Эли показала, какое именно: надула губы, нахмурила лоб и заморгала глазами.
— Ты похожа на Дональда Трампа, на которого прыснули слезоточивым газом.
— Это и есть какашкино лицо. После смерти Кевина я вижу такое выражение постоянно. Я не жалуюсь. Это очень естественно. Но эта женщина с какашкиным лицом подходит ко мне, берет за руки, заглядывает в глаза с таким серьезным выражением, что мне хочется закричать, и при этом говорит: «Это вы Эли Уайлдер? О-о, я так давно хотела с вами познакомиться. Как вы?» Ты понимаешь, о чем я?
— Понимаю.
Эли посмотрела на него.
— Что?
— Ты стал ухажерской разновидностью какашкиного лица.
— Не понял?
— Ты не устаешь повторять, какая я красивая.
— Так и есть.
— Мы раньше встречались три раза.
Майрон промолчал.
— Тогда ты тоже считал меня красивой?
— Я стараюсь не думать о замужних женщинах в таком ключе.

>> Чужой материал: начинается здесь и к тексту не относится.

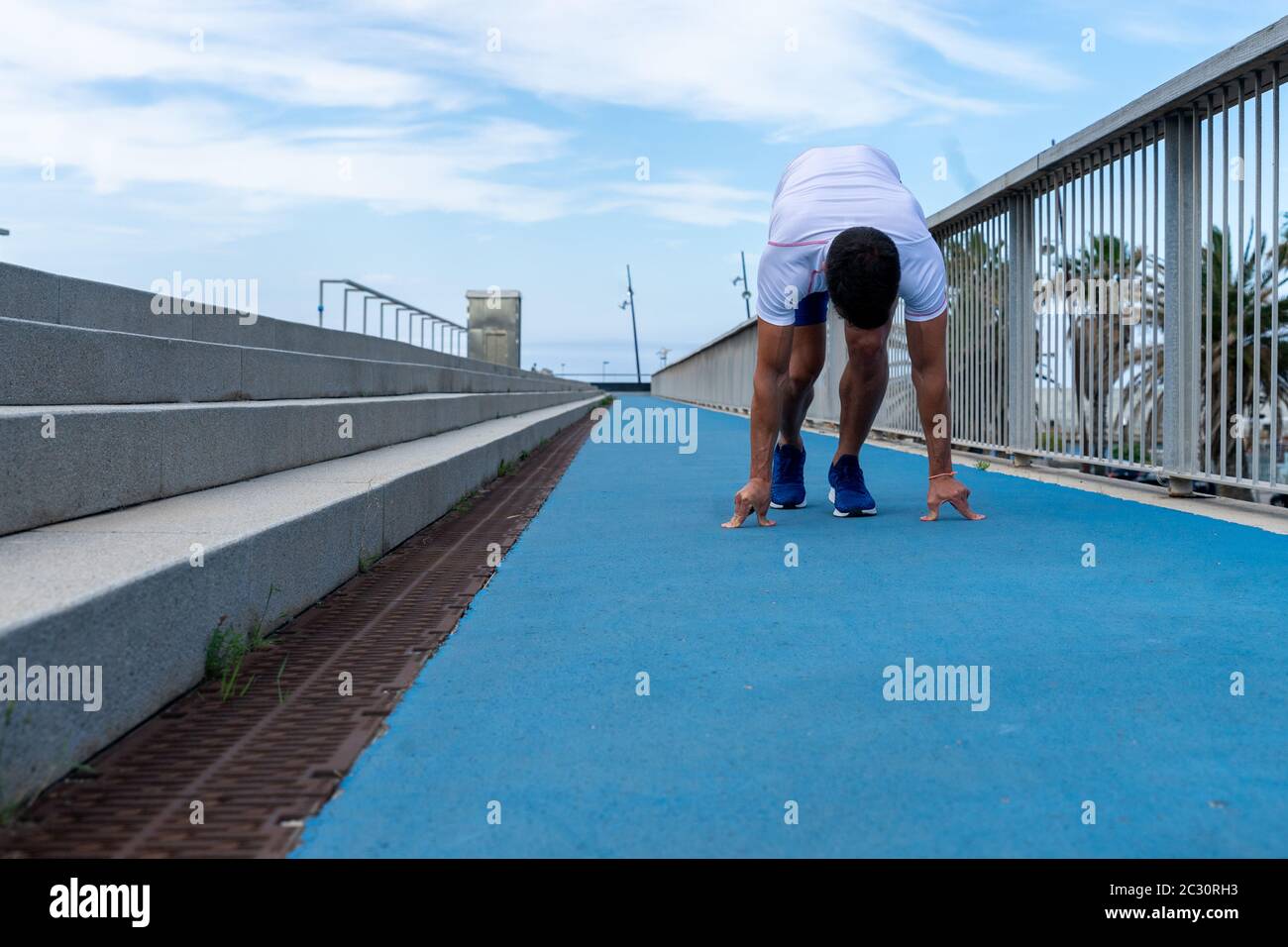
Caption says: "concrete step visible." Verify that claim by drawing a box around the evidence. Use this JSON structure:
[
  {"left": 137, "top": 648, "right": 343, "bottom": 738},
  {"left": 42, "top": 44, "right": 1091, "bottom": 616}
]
[
  {"left": 0, "top": 398, "right": 596, "bottom": 805},
  {"left": 0, "top": 318, "right": 587, "bottom": 404},
  {"left": 0, "top": 263, "right": 592, "bottom": 390},
  {"left": 0, "top": 391, "right": 585, "bottom": 536}
]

— Ты хоть помнишь, где это было?
— Не уверен.
— А если бы я выглядела как Джессика Калвер, ты бы наверняка запомнил, даже если бы я была замужем.
Она ждала.
— Что ты хочешь от меня услышать, Эли?
— Ничего. Просто пора перестать воспринимать меня с какашкиным лицом. Не важно, почему ты начал встречаться со мной. Важно, почему ты здесь сейчас.
— Я могу это сделать?
— Сделать — что?
— Сказать, почему я здесь сейчас?
Эли с трудом проглотила слюну, впервые почувствовав себя неуверенно, и в знак согласия махнула рукой.
Он этим воспользовался.
— Я здесь потому, что ты мне очень нравишься. Потому, что, наверное, у меня действительно полная каша в голове. Я не исключаю, что в твоих словах о какашкином лице есть доля истины, но все дело в том, что я здесь потому, что не могу о тебе не думать. Я думаю о тебе постоянно и при этом обязательно глупо улыбаюсь. Вот так. — Настала его очередь продемонстрировать, что он имел в виду. — Теперь понятно, почему я здесь?
— Это, — отозвалась Эли, с трудом подавляя улыбку, — чудесный ответ.
Он хотел пошутить, но удержался. Вместе со зрелостью приходит сдержанность.
— Майрон?
— Да?
— Я хочу, чтобы ты меня поцеловал. Хочу, чтобы ты меня обнял. Хочу, чтобы ты отвел меня наверх и занялся со мной любовью. Я хочу, чтобы ты все это сделал, и ни на что не рассчитываю, потому что не питаю никаких иллюзий. У наших отношений может не быть будущего, если так захочу я или решишь ты. Но это не важно. Я не хрупкая и не стану тебе описывать ужас последних пяти лет: я гораздо сильнее, чем ты можешь это представить. Но если после сегодняшней ночи наши отношения продлятся, сильным предстоит быть тебе, а не мне. Это предложение не является освобождением от обязательств. Я знаю, как тебе хочется проявить себя благородным рыцарем, но мне нужно не это. Сегодня мне нужен только ты.
Эли наклонилась к нему и поцеловала в губы. Сначала робко, потом с большей страстью. Майрон чувствовал, как им овладевает желание.